Café: Os melhores segredos do mundo estão em Portugal

Da Redação
Com Lusa

Se o universo do café tivesse coração, estaria num campo agrícola encravado entre prédios, nos arredores de Lisboa, e não nas vastidões africanas ou americanas onde é produzido.

“Não há outro lugar no mundo onde se faça um trabalho como este”, garante o engenheiro agrônomo Vítor Várzea, 55 anos, um dos principais cientistas da dezena de pesquisadores que mantém e desenvolve um projeto iniciado há pouco mais de meio século – o Centro de Investigação das Ferrugens do Cafeeiro (CIFC), em Oeiras.

Num país onde não se produzem os grãos com que se faz a bebida mais consumida no mundo, depois da água, acabou por se desenvolver o conhecimento científico que impediu a repetição de catástrofes como a que ocorreu no final do século XIX no Sri Lanka, quando a ferrugem do cafeeiro destruiu por completo a principal produção agrícola do país, levando-o à falência.

Plantas de centenas de diferentes espécies, tamanhos e colorações distribuem-se pelo complexo de estufas com uma área equivalente a três quartos de um campo de futebol, que reproduz o calor e o ar carregado de humidade indispensável ao sucesso dos cafeeiros.

Mas para ver o efeito prático do trabalho realizado naquele canto da Estação Agronômica Nacional, é necessário ir à Ásia ou à América do Sul.

Na China e na Tailândia, a maioria dos cafezais nasceram de sementes produzidas no CIFC e, no Brasil, foi até dado o nome “Oeiras” a uma variedade de café em homenagem ao centro de investigação português, conta Vítor Várzea durante a visita guiada às instalações do centro, integrado no Instituto de Investigação Científica e Tropical.

“Mais de 90% do café produzido no mundo por espécies resistentes à ferrugem resultaram de sementes produzidas aqui”, assegura o engenheiro que foi, por acaso, fazer o estágio final do curso de agronomia no Centro, há 28 anos, e por lá ficou a trabalhar.

Como no ditado segundo o qual há males que vêm por bem, foi essa doença, causada por um fungo alaranjado, por vezes fatal para os cafeeiros, que deu a fama mundial que o CIFC apresenta na atualidade.

História

Em 1951, o pesquisador agrônomo António Branquinho de Oliveira, parente do ditador Oliveira Salazar, foi enviado a S. Tomé e Príncipe para ajudar a combater a doença que atingia os cacaueiros do arquipélago, mas voltaria de lá com uma série de plantas de café com umas manchas parecidas com ferrugem que começou por investigar no tempo que lhe restava do trabalho habitual.

Quatro anos depois, numa altura em que a doença começava a ganhar proporções e a ameaçar os maiores produtores mundiais de café, na América do Sul, os Estados Unidos decidiram procurar solução para o problema e mandataram dois investigadores para o fazer.

A dupla de norte-americanos – um deles, Frederic Wellman, nascido quando os pais viviam em Angola – acabaram em Oeiras, por razões que Vítor Várzea diz não constarem nos relatos da época, e a concluir que a estrutura que se propunham criar já existia nos arredores de Lisboa.
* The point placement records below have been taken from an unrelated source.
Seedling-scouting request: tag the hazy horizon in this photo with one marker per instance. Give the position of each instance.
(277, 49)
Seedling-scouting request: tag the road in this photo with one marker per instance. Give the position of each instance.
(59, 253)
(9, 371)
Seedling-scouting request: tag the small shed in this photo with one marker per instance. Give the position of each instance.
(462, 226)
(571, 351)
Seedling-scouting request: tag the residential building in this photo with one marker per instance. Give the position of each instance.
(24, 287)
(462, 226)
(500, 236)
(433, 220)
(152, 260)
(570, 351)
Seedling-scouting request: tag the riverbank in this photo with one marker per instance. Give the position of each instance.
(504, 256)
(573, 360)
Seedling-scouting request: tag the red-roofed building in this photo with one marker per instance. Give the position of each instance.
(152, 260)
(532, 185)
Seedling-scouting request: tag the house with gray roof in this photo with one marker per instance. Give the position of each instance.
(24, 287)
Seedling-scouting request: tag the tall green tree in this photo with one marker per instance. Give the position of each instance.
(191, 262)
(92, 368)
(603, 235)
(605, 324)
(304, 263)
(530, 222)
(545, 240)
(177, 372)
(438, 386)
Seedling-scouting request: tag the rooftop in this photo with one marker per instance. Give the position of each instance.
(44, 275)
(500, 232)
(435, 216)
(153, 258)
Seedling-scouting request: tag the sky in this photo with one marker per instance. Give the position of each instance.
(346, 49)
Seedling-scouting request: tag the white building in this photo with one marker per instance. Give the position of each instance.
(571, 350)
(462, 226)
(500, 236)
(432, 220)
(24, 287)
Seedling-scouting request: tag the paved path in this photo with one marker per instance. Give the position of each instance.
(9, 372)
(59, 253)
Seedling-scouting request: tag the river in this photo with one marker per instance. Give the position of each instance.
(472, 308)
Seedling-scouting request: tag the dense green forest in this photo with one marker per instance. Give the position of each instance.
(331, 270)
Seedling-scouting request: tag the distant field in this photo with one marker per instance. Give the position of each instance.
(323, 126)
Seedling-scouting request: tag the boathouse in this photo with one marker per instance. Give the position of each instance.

Um acordo entre os dois países firmado logo na altura permitiu construir o complexo que prevalece no vale, junto à ribeira de Oeiras, à exceção do edifício de serviços de apoio e laboratório, inaugurado em 1991.

Poucos anos depois já saíam do CIFC, para os países produtores, sementes de plantas resistentes à ferrugem, poupando os agricultores e o ambiente aos custos dos pesticidas usados quando a praga se instala para que as colheitas não se percam.

Na Colômbia, aconteceu mesmo que, quando a doença chegou, já havia cafezais resistentes ao fungo, resultantes de sementes enviadas de Portugal, uma atitude preventiva que Vítor Várzea reputa de “inédita”.

A história do CIFC é constituída por vários episódios curiosos, começando logo pela verba que permitiu a sua construção, proveniente do Plano Marshall com que os Estados Unidos financiaram a reconstrução da Europa depois da II Grande Guerra Mundial.

Ainda antes, já a Índia, de relações cortadas com Lisboa devido ao conflito sobre as colônias portuguesas naquele subcontinente, era para Lisboa que mandava os cafeeiros infectados com ferrugem, através dos Estados Unidos e da Etiópia.

Outro conflito terá estado na gênese do centro, esse resultante de uma mistura de diferendos políticos agravados pelo parentesco. Branquinho Oliveira era opositor ao regime do primo Salazar, pelo que estava impedido, apesar de ser professor catedrático, de lecionar na universidade, razão pela qual o ditador o terá “deportado” para a estação de investigação de Oeiras.

O gesto de perseguição acabaria por ter o resultado conhecido: o “coração” do café persiste e recomenda-se na quinta de Oeiras.